Bess’s husband is out when Sara stops by the police station, but she meets with Eric D’Angelo his partner. Eric and Sara are immediately attracted to each other. She reluctantly agrees to a date.
Eric has been working on a series of murders believed to be committed by a single individual, the Sinatra Killer - so-called because of his signature. The women have been killed in different ways, but a Sinatra love song is playing near the body.
As Sara and Eric become closer, a connection between Sara and the murder victims is discovered. How does this point to the culprit? Can Sara herself be a target?
Sara and Eric are nice enough characters, but there’s nothing particularly exciting or original about Dancing in the Dark. The plot seems cobbled together from a number of sources including Alfred Hitchcock’s classic movie Psycho.

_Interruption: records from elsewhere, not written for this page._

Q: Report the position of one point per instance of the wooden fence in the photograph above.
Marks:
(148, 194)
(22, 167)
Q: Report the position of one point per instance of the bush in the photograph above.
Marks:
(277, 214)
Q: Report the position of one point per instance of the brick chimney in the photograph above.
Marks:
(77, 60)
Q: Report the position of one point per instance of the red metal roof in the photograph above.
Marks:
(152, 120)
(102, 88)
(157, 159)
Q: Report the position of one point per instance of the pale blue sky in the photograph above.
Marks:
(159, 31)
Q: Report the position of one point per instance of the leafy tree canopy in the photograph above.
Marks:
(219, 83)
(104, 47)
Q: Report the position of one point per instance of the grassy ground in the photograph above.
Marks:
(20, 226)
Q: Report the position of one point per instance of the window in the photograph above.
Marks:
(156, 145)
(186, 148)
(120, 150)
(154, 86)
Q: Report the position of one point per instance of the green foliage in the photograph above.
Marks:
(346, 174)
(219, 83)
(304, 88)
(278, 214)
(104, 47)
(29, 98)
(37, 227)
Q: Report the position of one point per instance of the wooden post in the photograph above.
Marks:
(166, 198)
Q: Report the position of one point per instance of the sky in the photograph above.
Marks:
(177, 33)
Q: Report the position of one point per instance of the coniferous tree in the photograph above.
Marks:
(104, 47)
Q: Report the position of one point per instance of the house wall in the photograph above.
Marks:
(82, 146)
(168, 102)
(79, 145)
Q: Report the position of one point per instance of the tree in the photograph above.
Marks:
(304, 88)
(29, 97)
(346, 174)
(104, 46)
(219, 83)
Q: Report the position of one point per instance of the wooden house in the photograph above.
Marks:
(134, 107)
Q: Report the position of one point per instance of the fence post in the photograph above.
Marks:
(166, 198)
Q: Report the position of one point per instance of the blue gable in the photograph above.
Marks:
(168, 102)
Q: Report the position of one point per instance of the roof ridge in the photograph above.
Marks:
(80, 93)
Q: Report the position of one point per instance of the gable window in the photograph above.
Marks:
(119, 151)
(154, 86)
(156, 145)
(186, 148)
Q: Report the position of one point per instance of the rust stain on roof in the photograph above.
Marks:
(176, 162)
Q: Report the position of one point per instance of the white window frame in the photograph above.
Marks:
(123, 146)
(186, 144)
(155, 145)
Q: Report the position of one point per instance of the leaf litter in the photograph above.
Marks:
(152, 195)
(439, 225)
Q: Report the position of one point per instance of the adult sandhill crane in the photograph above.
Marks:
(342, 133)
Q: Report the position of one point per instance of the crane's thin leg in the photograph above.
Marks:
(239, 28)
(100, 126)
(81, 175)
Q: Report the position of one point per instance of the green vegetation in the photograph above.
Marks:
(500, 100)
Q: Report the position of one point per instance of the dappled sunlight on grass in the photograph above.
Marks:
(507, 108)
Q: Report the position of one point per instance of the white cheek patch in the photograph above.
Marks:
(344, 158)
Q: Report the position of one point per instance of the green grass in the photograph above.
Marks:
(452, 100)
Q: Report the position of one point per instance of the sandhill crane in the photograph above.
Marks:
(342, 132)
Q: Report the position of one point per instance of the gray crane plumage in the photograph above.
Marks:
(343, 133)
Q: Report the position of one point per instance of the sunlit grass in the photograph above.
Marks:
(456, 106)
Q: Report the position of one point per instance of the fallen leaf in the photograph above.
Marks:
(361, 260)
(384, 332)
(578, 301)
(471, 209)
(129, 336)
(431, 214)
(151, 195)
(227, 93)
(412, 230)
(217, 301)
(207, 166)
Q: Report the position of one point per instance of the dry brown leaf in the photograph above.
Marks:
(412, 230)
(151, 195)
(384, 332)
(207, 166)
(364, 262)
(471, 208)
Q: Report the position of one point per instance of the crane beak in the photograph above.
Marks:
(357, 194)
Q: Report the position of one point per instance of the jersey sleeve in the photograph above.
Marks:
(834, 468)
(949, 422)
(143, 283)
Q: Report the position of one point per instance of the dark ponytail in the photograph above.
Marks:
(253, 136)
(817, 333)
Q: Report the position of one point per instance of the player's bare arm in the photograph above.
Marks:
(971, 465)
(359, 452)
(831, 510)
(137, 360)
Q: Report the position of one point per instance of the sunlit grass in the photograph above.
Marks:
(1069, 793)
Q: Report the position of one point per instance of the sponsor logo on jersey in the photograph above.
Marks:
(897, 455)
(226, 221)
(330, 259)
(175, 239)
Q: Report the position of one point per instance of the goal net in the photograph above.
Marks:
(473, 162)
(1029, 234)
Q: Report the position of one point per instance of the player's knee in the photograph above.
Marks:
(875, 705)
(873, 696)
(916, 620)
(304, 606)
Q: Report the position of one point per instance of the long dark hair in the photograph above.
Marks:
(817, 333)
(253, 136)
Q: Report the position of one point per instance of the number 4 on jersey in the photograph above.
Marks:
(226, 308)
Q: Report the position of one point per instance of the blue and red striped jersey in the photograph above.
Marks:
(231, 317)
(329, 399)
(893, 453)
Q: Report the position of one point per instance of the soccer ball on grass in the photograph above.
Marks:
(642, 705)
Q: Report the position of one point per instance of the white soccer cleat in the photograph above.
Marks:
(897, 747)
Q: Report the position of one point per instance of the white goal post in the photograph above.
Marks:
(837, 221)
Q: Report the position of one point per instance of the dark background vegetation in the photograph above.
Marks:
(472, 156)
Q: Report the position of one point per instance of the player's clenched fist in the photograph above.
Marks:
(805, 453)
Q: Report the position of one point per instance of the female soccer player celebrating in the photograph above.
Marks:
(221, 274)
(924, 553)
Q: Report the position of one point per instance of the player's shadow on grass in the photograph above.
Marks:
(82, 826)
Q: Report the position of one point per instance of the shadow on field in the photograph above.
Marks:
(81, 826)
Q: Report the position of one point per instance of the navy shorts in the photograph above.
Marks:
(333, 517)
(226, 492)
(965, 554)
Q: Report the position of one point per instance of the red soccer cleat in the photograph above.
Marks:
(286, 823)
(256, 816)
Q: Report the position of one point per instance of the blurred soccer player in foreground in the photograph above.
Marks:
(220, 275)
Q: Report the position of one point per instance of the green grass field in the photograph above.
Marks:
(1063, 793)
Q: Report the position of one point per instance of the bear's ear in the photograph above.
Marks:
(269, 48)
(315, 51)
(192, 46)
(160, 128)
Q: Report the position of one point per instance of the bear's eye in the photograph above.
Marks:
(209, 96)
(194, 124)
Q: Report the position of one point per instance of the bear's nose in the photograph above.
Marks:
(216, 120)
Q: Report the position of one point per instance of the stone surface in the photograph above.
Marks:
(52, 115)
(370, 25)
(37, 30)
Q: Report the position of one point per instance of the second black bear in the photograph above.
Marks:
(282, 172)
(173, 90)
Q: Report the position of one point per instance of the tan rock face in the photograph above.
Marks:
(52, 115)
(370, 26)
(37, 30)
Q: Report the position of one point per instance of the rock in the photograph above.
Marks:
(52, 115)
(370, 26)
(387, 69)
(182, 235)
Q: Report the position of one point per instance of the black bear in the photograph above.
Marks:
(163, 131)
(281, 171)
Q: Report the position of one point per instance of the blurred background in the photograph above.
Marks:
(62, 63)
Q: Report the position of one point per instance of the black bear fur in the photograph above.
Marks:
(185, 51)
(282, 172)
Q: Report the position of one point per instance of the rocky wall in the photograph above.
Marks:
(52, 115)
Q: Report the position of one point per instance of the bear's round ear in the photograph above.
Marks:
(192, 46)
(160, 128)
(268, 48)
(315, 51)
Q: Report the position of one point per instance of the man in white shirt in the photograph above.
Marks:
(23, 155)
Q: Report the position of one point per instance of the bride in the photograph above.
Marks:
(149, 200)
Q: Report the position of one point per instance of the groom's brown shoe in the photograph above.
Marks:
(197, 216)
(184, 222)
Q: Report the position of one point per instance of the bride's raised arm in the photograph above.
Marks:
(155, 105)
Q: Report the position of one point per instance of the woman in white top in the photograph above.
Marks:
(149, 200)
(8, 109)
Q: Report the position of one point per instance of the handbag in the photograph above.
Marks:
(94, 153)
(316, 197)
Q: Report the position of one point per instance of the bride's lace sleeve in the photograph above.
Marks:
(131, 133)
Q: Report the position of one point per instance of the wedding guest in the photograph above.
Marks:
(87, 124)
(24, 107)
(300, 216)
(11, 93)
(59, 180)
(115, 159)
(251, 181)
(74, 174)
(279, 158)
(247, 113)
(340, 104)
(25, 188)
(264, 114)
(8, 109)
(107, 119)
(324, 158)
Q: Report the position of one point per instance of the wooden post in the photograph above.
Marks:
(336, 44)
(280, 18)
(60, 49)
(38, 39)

A successful romantic suspense novel needs a good suspense subplot and a strong romance. By those standards, Dancing in the Dark doesn’t rise about the acceptable level. A weak aspect is that the suspense subplot is thin compared to police procedural mysteries. Eric and his partner do a lot of sitting around talking about the Sinatra killer but little real investigating. The heavier emphasis on the romance over the suspense doesn’t sufficiently compensate for that weakness, but neither does it overwhelm it.
Sara is portrayed as a woman who has overcome a deprived childhood and survived a horrible personal tragedy. Her actions, however, do not seem correspond with the woman she’s supposed to be. Rather than revealing a core of inner steel, Sara’s behavior is more in line with the classic Gothic heroine who doesn’t quite know what to do and needs a man to keep her safe. Furthermore, Sara’s and Eric’s romance seems more a result of timing – they’re both ready to find someone new – than any great cosmic connection.
The secondary characters are one of the book’s strengths. Sara’s and Eric’s friends often come across as more interesting than either of them. The scenes where Sara’s friends are trying to push her back into getting back into the dating scene are more lively and entertaining than many of the scenes between the two main characters. Similarly, conversation between Eric and his partner has a more natural feel than other sections of dialogue.
With its strong secondary characters and balance between mystery and romance, readers who enjoy romantic suspense might want to consider Dancing in the Dark.